DIPLOMATIE. Le soutien aux architectes à l'export est mieux organisé outre-manche, pointe l'Afex dans un rapport commandé par le ministère des Affaires étrangères. La France, deuxième en Europe dans le domaine, pourrait mieux mettre son réseau diplomatique au service de cette activité dont les enjeux économiques dépassent le métier d'architecte.
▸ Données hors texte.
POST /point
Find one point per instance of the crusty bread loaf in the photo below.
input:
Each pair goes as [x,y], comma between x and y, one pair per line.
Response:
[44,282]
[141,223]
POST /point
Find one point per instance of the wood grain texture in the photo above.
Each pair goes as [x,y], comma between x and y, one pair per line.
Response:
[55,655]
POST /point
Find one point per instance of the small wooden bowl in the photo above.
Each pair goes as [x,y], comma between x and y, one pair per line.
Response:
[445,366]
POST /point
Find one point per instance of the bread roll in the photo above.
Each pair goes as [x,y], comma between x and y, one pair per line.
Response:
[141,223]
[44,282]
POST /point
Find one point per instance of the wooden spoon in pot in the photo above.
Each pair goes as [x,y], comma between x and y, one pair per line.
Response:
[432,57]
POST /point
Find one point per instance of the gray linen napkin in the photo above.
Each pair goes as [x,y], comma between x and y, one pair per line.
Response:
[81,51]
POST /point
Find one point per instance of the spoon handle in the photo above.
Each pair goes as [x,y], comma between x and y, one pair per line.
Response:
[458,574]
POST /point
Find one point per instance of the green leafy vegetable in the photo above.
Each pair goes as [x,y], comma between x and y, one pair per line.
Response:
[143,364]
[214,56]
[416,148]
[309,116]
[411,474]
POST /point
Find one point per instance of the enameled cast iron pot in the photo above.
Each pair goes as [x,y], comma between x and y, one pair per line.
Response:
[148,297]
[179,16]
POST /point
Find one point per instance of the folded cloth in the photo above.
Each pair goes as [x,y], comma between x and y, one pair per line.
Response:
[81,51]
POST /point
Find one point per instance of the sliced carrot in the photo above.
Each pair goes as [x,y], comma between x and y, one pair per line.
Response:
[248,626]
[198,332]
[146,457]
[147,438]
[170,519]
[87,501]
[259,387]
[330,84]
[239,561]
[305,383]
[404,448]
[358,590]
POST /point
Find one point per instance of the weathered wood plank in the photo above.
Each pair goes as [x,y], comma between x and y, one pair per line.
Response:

L'Afex, association des Architectes français à l'export, vient de livrer les résultats d'une étude qui dresse le bilan et les perspectives des performances des architectes français à l'export. Elle a été réalisée pour le compte du ministère des Affaires étrangères dans le cadre du Comarex (Comité interministériel pour l'exportation de l'architecture), relancé en 2021 par les ministères des Affaires étrangères, de la Culture, de la Transition écologique, et de l'Economie. Cette étude propose à la fois des données chiffrées et des analyses qualitatives et débouche sur une série propositions pour renforcer la présence des architectes français à l'international. Elle sera officiellement diffusée au début de l'été.

 

Lucie Courcet, autrice de l'étude, a rappelé des chiffres déjà connus : seulement 4,2% du chiffre d'affaires des quelque 30.000 architectes français est réalisée à l'export, une part en croissance constante cependant, puisqu'il était de 2,2% en 1992, et qui reste le fait d'un très peti nombre d'agences, puisque seules 2,6% des agences exportent. Il s'agit, explique l'autrice, "soit d'agences de taille importante, ayant une activité généraliste", parmi lesquelles ont trouve "les architectes stars, très bien identifiés mais très peu nombreux", soit de petites agences, sur des marchés de niche, tels que les établissements de santé ou les infrastructures de pointe.

 

Si les architectes qui travaillent à l'export apprécient "la possibilité d'exercer leur talent de manière plus libre", les agences françaises souffrent de plusieurs handicaps que tente d'identifier le rapport : problèmes de trésorerie et d'effectifs permettant de prospecter, mais aussi absence de stratégie, explique Lucie Courcet, entre défaut de ciblage géographique, de projection dans le temps, ou encore de comptabilité analytique.

 

"Monter une Riba à la française"

 

Les architectes français sont recherchés à l'étranger principalement pour les grands équipements, notamment culturels, ou des projets d'aménagement urbain durables, pour lesquels ils sont réputés. Les architectes français occupent la deuxième place du podium européen de l'exportation, derrière le Royaume-Uni, historiquement très dynamique (14% du chiffre d'affaires des agences se ferait à l'export). La structure de promotion et d'assistance à l'export, le Riba (Royal Institute of British Architects) paraît à l'Afex particulièrement efficace dans la réalisation de ses missions.

 

Madeleine Houbart, secrétaire générale de l'Afex, a pointé le besoin de "monter une Riba à la française", en faisant évoluer l'Afex pour en faire un véritable "centre de ressources sur l'export, avec diffusion systématique à tous les architectes des appels d'offre, formation à l'international, promotion de l'architecture, ou encore l'organisation de stages internationaux obligatoires".

 

Agir de concert avec le réseau diplomatique

 

Dans la même dynamique, le rapport préconise de "sensibiliser les agents publics à l'étranger" sur les enjeux de l'exportation de l'architecture française, et de promouvoir la diplomatie architecturale. Pour Brice Piechaczyk, vice-président de l'Afex, l'objectif est "d'activer tout le réseau diplomatique français qui est l'un des plus dense du monde, pour promouvoir l'architecture". L'Afex souhaite à l'avenir "coordonner [ses] incitations à la prospection avec la diplomatie". De ce point de vue, la réactivation du Comarex montre, selon lui, que "cette stratégie est connexe du plan de relance, parce que l'écosystème qui accompagne l'architecte a un poids économique important, vu le rôle prescripteur de l'architecte", et ce "en dépit du CA assez faible" de la profession proprement dite.

 

Parmi les autres préconisations du rapport, la secrétaire générale a relevé le besoin de "renforcer les liens avec Business France" et d'améliorer la coordination avec cette structure de promotion des entreprises françaises à l'export. Elle attend également beaucoup des VIE (volontariats internationaux en entreprise) dits "filière", qui doivent être lancés prochainement par le gouvernement, et dont la profession devrait pouvoir bénéficier. Enfin, l'Afex suggère de "développer les initiatives d'accueil de professionnels étranger dans des agences françaises et d'engager une réciprocité" : "c'est très intéressant", explique Madeleine Houbart, "pour pénétrer les marchés et mieux les connaître" ; et les architectes étrangers ayant travaillé en agences françaises "sont les meilleurs ambassadeurs de l'architecture française". De ce point de vue les architectes africains sont "la prochaine cible".